Alumna sends experiment to the International Space Station

Alumni Impact

Emma Carberry | February 14, 2020

This week, NASA and aerospace company Northrop Grumman will launch a rocket that is destined for the International Space Station (ISS). One of the payloads aboard that rocket will be Phage Evolution, an experiment developed by 2006 alumna Olivia Gamez Holzhaus’ company, Rhodium Scientific.

rocket taking flight
The Northrop Grumman Antares rocket, with Cygnus resupply spacecraft onboard, launched from Pad-0A of NASA's Wallops Flight Facility, Saturday, November 2, 2019, in Virginia. Photo Credit: (NASA/Bill Ingalls)
holzhaus headshot
Olivia Gamez Holzhaus

Holzhaus founded Rhodium Scientific in 2014 with no intention of being involved in space. The company’s focus was optimizing scientific procedures for scientists and labs across the nation until Holzhaus and her team realized that the International Space Station’s lab would give their clients resources that had yet to be accessed, such as microgravity. At that point, Rhodium Scientific began facilitating the process of taking experiments to space.

Phage Evolution, a partnership with the University of Wisconsin-Madison, is Rhodium Scientific’s first experiment to launch to the ISS, and it has been three years in the making. According to Holzhaus, the process of gaining access to the ISS was stringent. Before the team could request access, they needed to obtain funding, which they received from the Department of Defense’s Defense Threat Reduction Agency. Then, the project was vetted through the ISS National Laboratory, which manages commercial access to the space station. Once they were granted access, they worked directly with NASA’s safety review panel to make sure all their materials were flight-certified and would not cause any harm to the ISS crew. The process, though arduous, Holzhaus reflects, has helped her company to grow. Now, as their vision finally comes to fruition, she says it feels unreal.

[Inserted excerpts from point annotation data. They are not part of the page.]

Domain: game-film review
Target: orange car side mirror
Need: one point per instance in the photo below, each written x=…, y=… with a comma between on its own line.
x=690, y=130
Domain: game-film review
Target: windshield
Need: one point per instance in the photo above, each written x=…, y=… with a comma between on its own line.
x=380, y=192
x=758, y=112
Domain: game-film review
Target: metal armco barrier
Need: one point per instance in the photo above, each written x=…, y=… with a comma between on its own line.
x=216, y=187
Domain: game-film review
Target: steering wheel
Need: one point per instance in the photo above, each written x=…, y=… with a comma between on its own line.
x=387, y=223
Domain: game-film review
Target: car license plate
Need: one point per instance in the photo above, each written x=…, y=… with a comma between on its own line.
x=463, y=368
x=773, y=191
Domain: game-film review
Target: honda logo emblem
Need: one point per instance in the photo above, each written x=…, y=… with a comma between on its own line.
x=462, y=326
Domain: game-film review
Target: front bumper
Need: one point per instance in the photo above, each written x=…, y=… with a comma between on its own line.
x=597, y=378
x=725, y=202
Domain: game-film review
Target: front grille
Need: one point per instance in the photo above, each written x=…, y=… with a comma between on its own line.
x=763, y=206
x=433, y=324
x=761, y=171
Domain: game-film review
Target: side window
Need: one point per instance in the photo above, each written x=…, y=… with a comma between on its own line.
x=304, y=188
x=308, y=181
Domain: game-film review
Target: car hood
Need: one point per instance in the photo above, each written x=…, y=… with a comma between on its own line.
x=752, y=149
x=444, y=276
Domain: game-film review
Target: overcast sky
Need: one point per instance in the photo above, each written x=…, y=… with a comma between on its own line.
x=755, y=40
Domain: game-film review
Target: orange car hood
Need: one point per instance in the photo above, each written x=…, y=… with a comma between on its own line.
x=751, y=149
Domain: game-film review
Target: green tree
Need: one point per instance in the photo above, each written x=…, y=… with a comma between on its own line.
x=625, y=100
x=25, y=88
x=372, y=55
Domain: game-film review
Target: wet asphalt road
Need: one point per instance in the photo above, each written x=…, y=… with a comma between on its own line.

Of course, the launch is only the next step in an ongoing process, as it will be several months before the research team is able to analyze data from Phage Evolution. Phage Evolution is the first project of its kind to be sent to microgravity. Its purpose is to understand microgravity’s effect on the predator/prey relationship between phages and bacteria in order to identify a novel therapeutic. Phages are viruses that only target specific bacteria, a process that microgravity will accelerate or decelerate.

holzhaus headshot
The Northrop Grumman Antares rocket, with Cygnus resupply spacecraft onboard, launched from Pad-0A of NASA's Wallops Flight Facility, Saturday, November 2, 2019, in Virginia. Photo Credit: (NASA/Bill Ingalls)

If Rhodium Scientific can harness this interaction, they may be able to identify a phage treatment that replaces antimicrobial resistant antibiotics. This is especially important, Holzhaus says, as antibiotics, which often destroy large areas of the microbiome, have become less useful in the face of more resilient bacterial strains. Phages, on the other hand, would pinpoint specified bacteria and leave the rest of a patient’s microbiome intact. The results of this research will benefit not only astronauts outside of gravity’s reach, but also average people who prefer to stay on Earth.

For Phage Evolution to have the greatest impact, Rhodium Scientific's goal is to complete the flight and post-flight laboratory analysis by the end of the year. Normally, space-based projects take anywhere from 18 to 24 months to make it into orbit, but Holzhaus wants to change that. She points out that biotech companies are bought and sold in a year, and graduate students may complete their programs in two years.  She doesn’t see the benefit of taking a project to space if it does not move at the same pace as the researchers who will work with the results.

As someone who followed up her B.S. in microbiology at Texas State with a master’s degree in technology management, Holzhaus is familiar with the speed of business. “Science is no longer just science,” she says, “you have to have a little bit of business know-how.”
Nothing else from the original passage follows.